2017-10-20 — nytimes.com
Those eye-popping valuations regularly fill articles and water-cooler conversations in Silicon Valley, all under the umbrella of "unicorn" companies -- a term for private companies that are said to be worth more than $1 billion. That moniker now applies to at least 135 businesses, making the descriptions of them as unicorns, well, less apt. (Maybe donkeys?) Early investors and employees spend countless hours calculating and recalculating how much their stake is worth.
Here is some bad news for them: Those valuations may be a bit of myth -- or perhaps wishful thinking.
In Palo Alto, Calif., just down the road from many of the biggest tech companies and the most influential venture capitalists, a professor at Stanford University has quietly been working on a project to crunch the valuation numbers behind some of these private companies.
Ilya A. Strebulaev and another professor working with him, Will Gornall of the University of British Columbia, have come to a startling conclusion: The average unicorn is worth half the headline price tag that is put out after each new valuation
That black box increasingly has relevance not just to gossips in Silicon Valley, but also to public investors.

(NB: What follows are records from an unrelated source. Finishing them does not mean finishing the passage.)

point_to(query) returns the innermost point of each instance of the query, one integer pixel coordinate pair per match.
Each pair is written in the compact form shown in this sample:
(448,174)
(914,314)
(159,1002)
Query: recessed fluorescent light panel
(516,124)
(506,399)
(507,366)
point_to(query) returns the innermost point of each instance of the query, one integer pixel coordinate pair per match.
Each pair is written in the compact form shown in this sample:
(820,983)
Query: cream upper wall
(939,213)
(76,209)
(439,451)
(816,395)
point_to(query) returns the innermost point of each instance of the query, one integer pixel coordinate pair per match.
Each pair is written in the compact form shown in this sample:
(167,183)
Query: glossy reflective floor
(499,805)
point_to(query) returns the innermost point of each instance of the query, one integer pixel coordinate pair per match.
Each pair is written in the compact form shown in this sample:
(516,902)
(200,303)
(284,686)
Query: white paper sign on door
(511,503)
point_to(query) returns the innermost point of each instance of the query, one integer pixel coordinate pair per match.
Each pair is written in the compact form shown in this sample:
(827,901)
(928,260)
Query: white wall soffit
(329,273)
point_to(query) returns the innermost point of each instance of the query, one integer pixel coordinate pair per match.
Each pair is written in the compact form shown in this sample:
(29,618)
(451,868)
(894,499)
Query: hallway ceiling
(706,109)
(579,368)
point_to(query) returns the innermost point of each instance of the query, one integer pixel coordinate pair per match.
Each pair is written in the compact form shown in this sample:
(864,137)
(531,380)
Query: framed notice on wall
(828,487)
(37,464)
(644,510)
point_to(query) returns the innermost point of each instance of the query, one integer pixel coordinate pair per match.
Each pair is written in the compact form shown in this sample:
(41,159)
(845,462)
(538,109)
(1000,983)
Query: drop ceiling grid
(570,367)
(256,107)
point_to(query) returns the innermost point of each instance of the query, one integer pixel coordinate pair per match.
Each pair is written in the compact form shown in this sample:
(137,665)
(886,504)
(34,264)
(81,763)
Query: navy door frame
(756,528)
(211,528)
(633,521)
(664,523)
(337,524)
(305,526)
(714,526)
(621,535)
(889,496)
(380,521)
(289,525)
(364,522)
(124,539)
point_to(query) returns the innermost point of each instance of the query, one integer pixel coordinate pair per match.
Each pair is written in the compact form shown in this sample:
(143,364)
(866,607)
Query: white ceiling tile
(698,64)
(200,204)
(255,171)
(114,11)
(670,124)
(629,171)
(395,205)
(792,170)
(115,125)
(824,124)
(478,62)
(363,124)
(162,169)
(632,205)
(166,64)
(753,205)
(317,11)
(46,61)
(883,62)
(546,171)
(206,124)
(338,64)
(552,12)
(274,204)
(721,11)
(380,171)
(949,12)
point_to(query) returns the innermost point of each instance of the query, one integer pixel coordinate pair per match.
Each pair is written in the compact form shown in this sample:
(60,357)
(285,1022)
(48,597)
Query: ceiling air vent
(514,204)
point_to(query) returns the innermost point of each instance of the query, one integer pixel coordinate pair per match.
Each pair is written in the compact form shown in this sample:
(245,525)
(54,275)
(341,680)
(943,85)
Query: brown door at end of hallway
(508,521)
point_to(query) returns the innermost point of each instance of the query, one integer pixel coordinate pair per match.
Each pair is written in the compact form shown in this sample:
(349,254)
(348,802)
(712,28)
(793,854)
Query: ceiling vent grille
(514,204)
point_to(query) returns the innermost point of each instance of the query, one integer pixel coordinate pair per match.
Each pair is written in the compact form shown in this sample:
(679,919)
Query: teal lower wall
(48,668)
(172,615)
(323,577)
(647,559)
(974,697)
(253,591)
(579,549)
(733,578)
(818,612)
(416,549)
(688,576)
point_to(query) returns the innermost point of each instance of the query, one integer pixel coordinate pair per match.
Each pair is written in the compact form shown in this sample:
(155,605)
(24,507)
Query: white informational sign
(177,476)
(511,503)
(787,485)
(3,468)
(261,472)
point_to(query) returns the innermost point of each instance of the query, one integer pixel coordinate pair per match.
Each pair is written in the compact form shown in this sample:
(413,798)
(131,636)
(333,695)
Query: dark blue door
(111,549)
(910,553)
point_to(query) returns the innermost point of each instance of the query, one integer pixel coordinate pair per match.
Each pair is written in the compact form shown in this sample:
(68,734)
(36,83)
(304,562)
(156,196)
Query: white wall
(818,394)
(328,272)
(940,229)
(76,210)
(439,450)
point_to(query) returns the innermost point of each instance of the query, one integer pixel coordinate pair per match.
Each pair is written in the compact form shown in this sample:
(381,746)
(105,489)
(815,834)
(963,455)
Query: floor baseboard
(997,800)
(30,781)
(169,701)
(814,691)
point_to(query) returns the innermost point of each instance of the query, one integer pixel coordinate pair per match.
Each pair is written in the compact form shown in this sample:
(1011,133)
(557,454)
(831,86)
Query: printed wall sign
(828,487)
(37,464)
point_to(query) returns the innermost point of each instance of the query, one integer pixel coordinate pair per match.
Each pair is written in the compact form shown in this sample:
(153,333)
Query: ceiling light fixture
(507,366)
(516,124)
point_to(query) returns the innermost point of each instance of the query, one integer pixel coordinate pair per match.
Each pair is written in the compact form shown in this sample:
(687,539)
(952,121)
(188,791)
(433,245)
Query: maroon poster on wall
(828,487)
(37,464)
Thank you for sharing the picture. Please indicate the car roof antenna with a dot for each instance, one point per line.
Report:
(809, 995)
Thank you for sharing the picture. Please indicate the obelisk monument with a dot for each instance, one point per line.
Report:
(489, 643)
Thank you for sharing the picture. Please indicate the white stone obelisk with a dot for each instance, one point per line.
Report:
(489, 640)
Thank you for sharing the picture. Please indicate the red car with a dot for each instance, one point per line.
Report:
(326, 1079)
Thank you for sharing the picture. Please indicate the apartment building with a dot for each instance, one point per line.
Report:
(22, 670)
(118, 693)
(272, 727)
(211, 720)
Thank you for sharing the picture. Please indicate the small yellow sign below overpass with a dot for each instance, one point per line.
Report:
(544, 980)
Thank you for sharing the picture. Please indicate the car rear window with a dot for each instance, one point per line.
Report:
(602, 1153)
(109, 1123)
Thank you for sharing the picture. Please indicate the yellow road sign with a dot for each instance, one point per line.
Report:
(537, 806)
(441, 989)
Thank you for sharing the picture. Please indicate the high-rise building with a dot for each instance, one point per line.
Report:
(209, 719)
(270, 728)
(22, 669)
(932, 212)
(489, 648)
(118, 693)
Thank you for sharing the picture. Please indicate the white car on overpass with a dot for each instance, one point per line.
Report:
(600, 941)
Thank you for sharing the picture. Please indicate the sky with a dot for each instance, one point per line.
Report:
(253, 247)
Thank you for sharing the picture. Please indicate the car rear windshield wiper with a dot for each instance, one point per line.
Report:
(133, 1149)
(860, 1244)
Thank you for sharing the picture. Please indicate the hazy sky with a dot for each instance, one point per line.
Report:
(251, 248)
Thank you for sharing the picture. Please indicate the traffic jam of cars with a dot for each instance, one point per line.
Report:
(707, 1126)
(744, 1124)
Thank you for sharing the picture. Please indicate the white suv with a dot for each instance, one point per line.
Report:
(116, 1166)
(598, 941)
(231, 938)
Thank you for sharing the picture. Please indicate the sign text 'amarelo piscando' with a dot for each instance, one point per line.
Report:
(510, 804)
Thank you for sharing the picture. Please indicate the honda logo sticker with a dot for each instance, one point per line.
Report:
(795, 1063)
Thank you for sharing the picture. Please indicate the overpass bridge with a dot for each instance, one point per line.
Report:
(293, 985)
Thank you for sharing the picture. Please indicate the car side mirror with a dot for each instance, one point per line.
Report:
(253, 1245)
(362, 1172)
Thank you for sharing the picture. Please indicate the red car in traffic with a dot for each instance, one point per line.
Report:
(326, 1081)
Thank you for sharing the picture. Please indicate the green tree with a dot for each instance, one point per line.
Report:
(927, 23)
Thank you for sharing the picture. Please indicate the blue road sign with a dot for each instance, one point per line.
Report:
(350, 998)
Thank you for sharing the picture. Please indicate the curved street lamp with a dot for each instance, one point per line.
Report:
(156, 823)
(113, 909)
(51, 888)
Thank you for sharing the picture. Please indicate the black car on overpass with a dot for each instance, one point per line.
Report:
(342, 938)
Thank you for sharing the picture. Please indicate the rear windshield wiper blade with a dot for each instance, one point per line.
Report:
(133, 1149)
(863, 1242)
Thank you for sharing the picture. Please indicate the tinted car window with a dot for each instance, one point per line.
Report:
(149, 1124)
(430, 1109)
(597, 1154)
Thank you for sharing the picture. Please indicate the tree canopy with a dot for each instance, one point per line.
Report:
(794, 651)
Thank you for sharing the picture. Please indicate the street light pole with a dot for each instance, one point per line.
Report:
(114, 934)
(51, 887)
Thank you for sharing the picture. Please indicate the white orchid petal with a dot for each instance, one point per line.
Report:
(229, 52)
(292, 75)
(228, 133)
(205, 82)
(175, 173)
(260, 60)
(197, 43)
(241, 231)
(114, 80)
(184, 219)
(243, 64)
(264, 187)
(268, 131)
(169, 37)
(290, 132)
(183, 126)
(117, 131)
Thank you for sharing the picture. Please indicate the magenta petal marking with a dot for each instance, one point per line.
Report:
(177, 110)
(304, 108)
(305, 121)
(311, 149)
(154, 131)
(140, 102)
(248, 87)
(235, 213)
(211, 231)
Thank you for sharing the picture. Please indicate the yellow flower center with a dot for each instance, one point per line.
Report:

Big mutual fund companies like T. Rowe Price and BlackRock have aggressively begun investing in unicorn companies in recent years on behalf of public investors -- yes, you may own a stake in Uber and not even know it -- helping to increase the valuations even further.
And even the big public mutual funds, the researchers contend, are not properly valuing the assets. "It is inappropriate to equate post-money valuations and fair values," the professors said, explaining how, more often than not, public funds use the headline price that comes after a round of financing, and don't distinguish between various types of shares.
To cite one example from the research: In 2015, Appdynamics issued a Series F round with special terms for certain investors, including "a provision offering a 20% bonus in down I.P.O.s," meaning one that fell in price. Legg Mason, already an investor, then revalued its shares in the company at a higher price, "despite not being eligible for the 20% bonus," the professors wrote. "These examples are representative of common industry practices."
This is mostly a big deal because of the major, "main street" funds buying into these companies. As far as the VC world, everyone knows that post-money valuations are more "aspirational" than anything -- if the company is ultimately successful, you end up with a much higher "valuation" provided through IPO and the stock market anyways. And if the company is not (which is the only other possibility, and the most likely one), the "real" valuation is of course zero. So post-money valuations while a startup is growing are really more of an internal benchmarking metric than anything else; they are nothing like a cash-flow valuation of a mature company, or a share price in the stock market.